Lösemili bir çocuk, dokuları uyumlu olsun diye embriyolar arasından seçilip doğurulan bir kardeş, iki çocuğunun hayatı arasında kalan bir anne ve bir baba...
Jodi Picoult okurlarına anlattığı hikayedeki tüm kahramanlarla empati yaptırabilmesiyle tanınan bir yazar. Bu kitabında da kendimizi hiç olmak istemediğimiz o annenin, o çocukların yerine koyuyoruz.
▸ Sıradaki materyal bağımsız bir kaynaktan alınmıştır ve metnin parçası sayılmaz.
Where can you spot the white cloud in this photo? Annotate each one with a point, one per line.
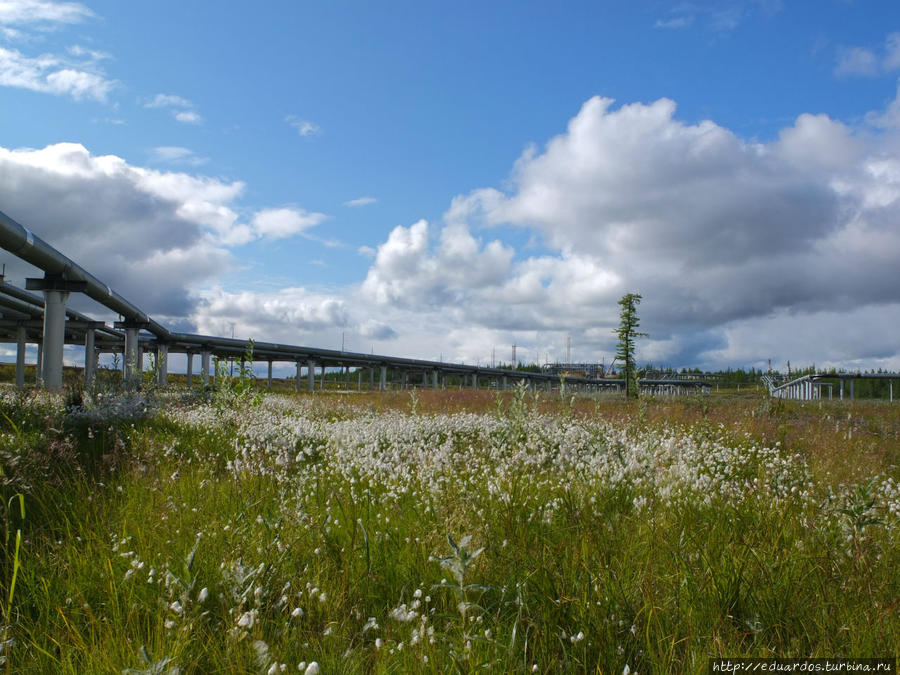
(856, 61)
(52, 75)
(866, 62)
(289, 314)
(182, 109)
(30, 12)
(715, 232)
(361, 201)
(168, 101)
(284, 222)
(188, 117)
(176, 155)
(892, 52)
(674, 23)
(150, 235)
(304, 127)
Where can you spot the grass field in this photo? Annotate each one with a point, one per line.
(451, 531)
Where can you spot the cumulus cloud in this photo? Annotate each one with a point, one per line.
(76, 74)
(715, 231)
(304, 128)
(182, 109)
(284, 222)
(406, 272)
(174, 154)
(52, 75)
(148, 234)
(856, 61)
(361, 201)
(293, 314)
(867, 62)
(41, 13)
(154, 236)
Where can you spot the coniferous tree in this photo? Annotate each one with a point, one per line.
(627, 333)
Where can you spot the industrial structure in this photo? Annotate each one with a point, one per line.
(810, 387)
(46, 321)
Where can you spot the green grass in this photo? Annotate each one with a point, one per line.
(233, 539)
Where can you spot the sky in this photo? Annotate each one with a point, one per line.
(445, 180)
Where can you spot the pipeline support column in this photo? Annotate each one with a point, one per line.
(162, 364)
(21, 336)
(56, 291)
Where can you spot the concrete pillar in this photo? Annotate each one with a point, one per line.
(20, 356)
(39, 371)
(130, 357)
(204, 368)
(162, 364)
(54, 337)
(90, 357)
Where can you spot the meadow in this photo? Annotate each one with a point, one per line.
(442, 531)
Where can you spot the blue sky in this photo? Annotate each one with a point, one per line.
(447, 179)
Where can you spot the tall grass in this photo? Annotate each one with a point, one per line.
(446, 532)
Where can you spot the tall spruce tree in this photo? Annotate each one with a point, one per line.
(627, 333)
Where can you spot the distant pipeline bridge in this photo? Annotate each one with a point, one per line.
(45, 320)
(816, 386)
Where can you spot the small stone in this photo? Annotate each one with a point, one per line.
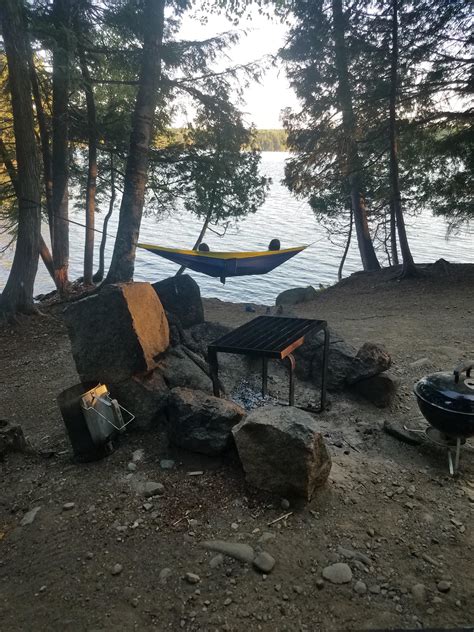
(419, 593)
(165, 573)
(339, 573)
(264, 562)
(151, 488)
(29, 516)
(167, 464)
(360, 588)
(444, 586)
(116, 570)
(216, 561)
(192, 578)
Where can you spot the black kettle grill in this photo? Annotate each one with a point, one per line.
(446, 400)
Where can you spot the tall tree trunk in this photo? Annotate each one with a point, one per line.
(99, 275)
(13, 175)
(353, 163)
(393, 235)
(92, 169)
(60, 166)
(136, 173)
(409, 267)
(45, 140)
(17, 295)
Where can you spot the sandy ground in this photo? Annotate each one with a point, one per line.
(395, 504)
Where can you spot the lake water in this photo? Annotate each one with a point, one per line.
(283, 217)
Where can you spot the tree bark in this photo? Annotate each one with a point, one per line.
(45, 141)
(17, 295)
(409, 267)
(353, 163)
(13, 175)
(92, 169)
(60, 166)
(131, 208)
(99, 275)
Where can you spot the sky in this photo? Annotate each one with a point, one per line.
(261, 37)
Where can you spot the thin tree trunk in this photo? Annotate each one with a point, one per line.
(17, 295)
(45, 141)
(13, 175)
(198, 240)
(346, 249)
(136, 173)
(353, 164)
(99, 275)
(60, 158)
(393, 235)
(92, 169)
(409, 267)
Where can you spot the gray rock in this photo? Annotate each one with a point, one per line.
(267, 536)
(419, 593)
(236, 550)
(116, 570)
(282, 452)
(164, 575)
(12, 438)
(371, 359)
(117, 333)
(296, 295)
(360, 587)
(200, 422)
(380, 390)
(144, 395)
(150, 488)
(178, 370)
(264, 562)
(192, 578)
(339, 573)
(181, 297)
(29, 517)
(167, 464)
(216, 561)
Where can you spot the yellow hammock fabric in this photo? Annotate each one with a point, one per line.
(225, 264)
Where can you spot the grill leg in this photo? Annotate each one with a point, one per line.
(264, 376)
(325, 369)
(214, 369)
(292, 363)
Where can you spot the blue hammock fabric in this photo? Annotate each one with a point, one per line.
(226, 264)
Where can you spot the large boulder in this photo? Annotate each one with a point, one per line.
(371, 359)
(296, 295)
(181, 297)
(282, 452)
(200, 422)
(145, 396)
(178, 369)
(118, 332)
(309, 359)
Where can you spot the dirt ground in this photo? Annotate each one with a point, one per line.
(395, 504)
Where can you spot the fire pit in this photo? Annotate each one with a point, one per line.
(446, 401)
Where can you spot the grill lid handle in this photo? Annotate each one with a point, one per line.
(463, 367)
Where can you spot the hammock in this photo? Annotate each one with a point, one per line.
(225, 264)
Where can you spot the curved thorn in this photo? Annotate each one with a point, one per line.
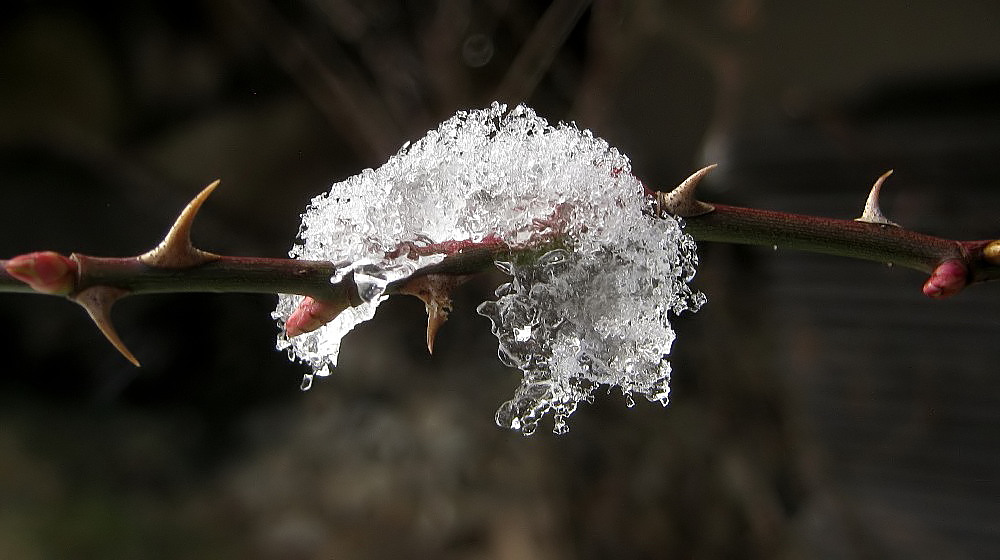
(681, 201)
(176, 250)
(97, 300)
(873, 213)
(437, 315)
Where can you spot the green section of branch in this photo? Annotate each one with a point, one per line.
(847, 238)
(729, 224)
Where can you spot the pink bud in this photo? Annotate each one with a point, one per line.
(47, 272)
(947, 279)
(312, 314)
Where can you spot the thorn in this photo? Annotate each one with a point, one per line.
(873, 213)
(176, 250)
(991, 252)
(435, 291)
(97, 300)
(681, 202)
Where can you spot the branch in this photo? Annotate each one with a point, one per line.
(175, 265)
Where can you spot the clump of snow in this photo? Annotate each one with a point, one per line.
(595, 311)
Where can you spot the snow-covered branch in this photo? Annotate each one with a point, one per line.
(598, 265)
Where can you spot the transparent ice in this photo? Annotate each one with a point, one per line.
(593, 312)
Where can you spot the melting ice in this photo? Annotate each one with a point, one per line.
(593, 313)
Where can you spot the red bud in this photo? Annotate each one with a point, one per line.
(47, 272)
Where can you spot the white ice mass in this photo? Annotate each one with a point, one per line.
(593, 312)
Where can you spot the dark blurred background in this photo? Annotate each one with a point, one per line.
(822, 407)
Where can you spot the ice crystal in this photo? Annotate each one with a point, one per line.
(594, 311)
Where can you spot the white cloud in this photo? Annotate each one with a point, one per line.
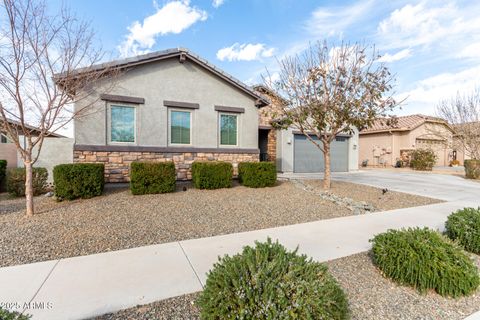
(470, 51)
(245, 52)
(429, 23)
(173, 17)
(333, 21)
(431, 90)
(217, 3)
(400, 55)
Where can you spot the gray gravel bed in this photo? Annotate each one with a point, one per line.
(118, 220)
(389, 201)
(370, 295)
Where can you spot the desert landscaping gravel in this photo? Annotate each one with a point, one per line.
(370, 295)
(118, 220)
(375, 196)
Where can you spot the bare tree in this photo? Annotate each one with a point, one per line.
(463, 114)
(35, 48)
(332, 90)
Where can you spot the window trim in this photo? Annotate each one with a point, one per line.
(109, 122)
(237, 116)
(169, 126)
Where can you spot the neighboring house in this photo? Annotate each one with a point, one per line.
(293, 152)
(169, 105)
(56, 149)
(384, 142)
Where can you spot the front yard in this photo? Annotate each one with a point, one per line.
(118, 220)
(371, 296)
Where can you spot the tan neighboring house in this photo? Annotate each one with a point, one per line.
(384, 142)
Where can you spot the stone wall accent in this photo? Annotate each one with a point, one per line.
(117, 164)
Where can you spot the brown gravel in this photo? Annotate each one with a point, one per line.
(119, 220)
(370, 295)
(388, 201)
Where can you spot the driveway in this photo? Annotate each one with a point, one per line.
(439, 186)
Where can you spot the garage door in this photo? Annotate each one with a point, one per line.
(439, 146)
(308, 158)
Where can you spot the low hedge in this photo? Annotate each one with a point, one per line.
(464, 227)
(12, 315)
(269, 282)
(3, 174)
(78, 180)
(152, 177)
(212, 175)
(423, 159)
(472, 169)
(425, 260)
(16, 181)
(257, 174)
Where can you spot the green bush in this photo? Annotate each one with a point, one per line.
(269, 282)
(152, 177)
(16, 181)
(78, 180)
(257, 174)
(12, 315)
(464, 227)
(212, 175)
(425, 260)
(3, 174)
(472, 169)
(423, 159)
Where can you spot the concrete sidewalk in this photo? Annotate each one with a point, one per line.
(82, 287)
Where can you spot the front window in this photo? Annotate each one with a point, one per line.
(4, 139)
(122, 124)
(228, 129)
(180, 122)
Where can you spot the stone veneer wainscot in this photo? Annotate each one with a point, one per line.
(117, 163)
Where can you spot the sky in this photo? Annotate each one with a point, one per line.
(432, 47)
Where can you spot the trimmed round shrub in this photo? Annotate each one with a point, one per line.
(78, 180)
(472, 169)
(3, 174)
(269, 282)
(463, 226)
(425, 260)
(16, 181)
(12, 315)
(152, 177)
(212, 174)
(257, 174)
(423, 159)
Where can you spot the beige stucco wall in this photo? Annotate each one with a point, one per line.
(171, 80)
(54, 151)
(8, 152)
(390, 144)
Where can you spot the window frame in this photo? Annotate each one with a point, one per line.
(237, 117)
(109, 131)
(4, 136)
(169, 126)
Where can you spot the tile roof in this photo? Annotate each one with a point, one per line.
(405, 123)
(183, 53)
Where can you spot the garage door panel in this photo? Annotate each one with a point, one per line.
(309, 158)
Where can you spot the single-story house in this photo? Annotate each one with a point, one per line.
(386, 142)
(167, 105)
(173, 105)
(292, 151)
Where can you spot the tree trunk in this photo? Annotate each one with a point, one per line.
(326, 157)
(29, 187)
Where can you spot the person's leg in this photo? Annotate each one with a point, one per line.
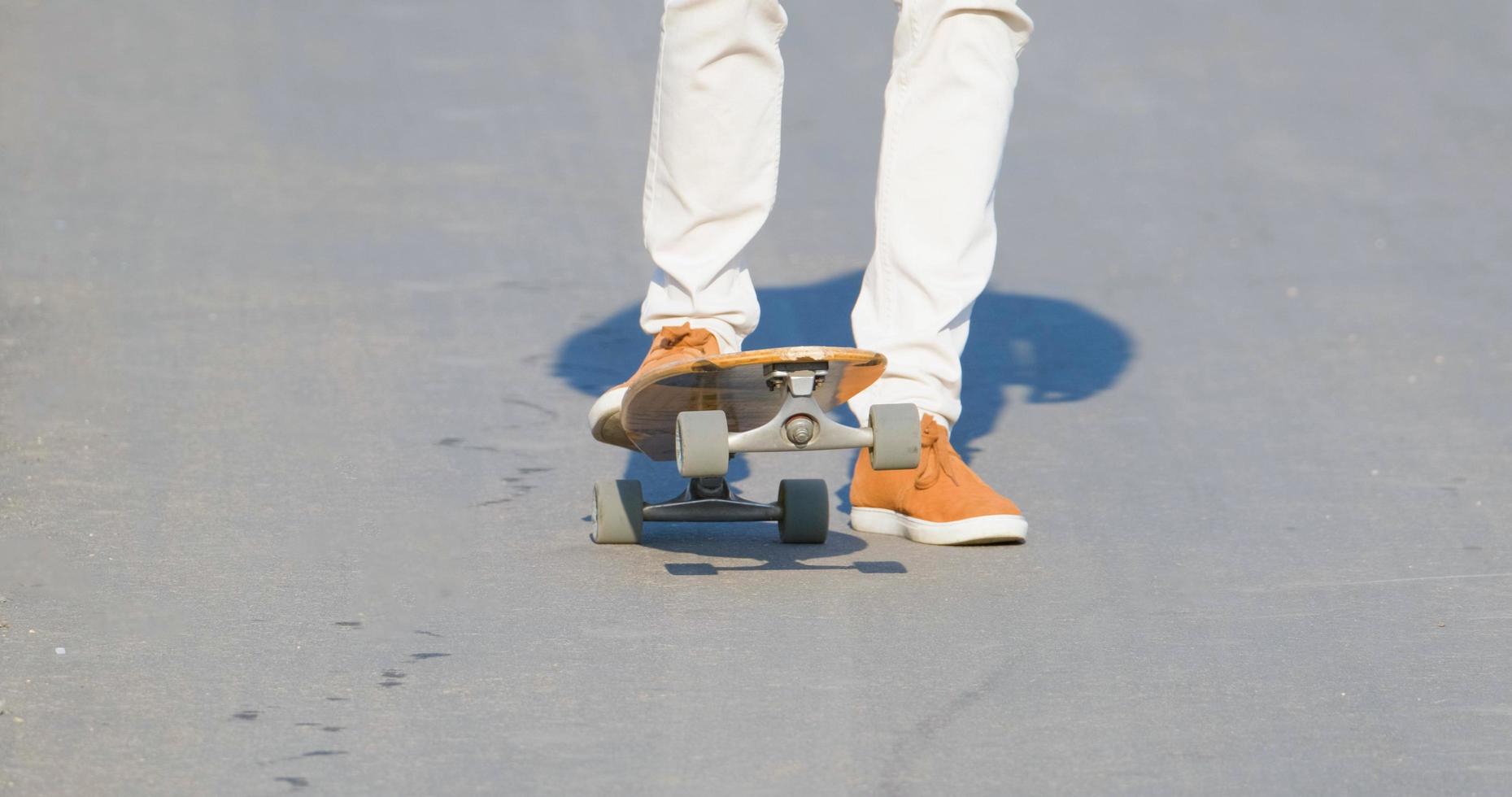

Bazen umutsuzluğa düşüyoruz, bazen isyan ediyoruz, bazen iki evladın arasında kalıyoruz.
Gelişme sonuç kısmı bizim hukuki sistemimizden farklı olduğu için şaşırtıcı çünkü ülkemizde reşit olmayan bir çocuğun yaşıyorken organ donörü olması mümkün değil dolayısıyla çocuğun bu nedenle ailesini dava etmesi de mümkün değil ama yine de süreçte her karakterin kendi açısından sonuna kadar haklı olduğu açmazı derinlikle hissedebiliyorsunuz.
Sonunu biraz klişe buldum ama tam bunu düsundüğüm anlarda bile kalbim ağrıdı.
Genel itibariyle kendini okutan bir kitap, uyumadan önce telefondan okuduğum için bitmesi uzun sürdu ama elde olsa iki günde stresle okunur.
Özellikle sağlık sorunlarıyla uğraşan insanlara önermem, onun dışında başka bi göze empati yapmak bir hayat daha yaşamış olma hissi verecek okuyana.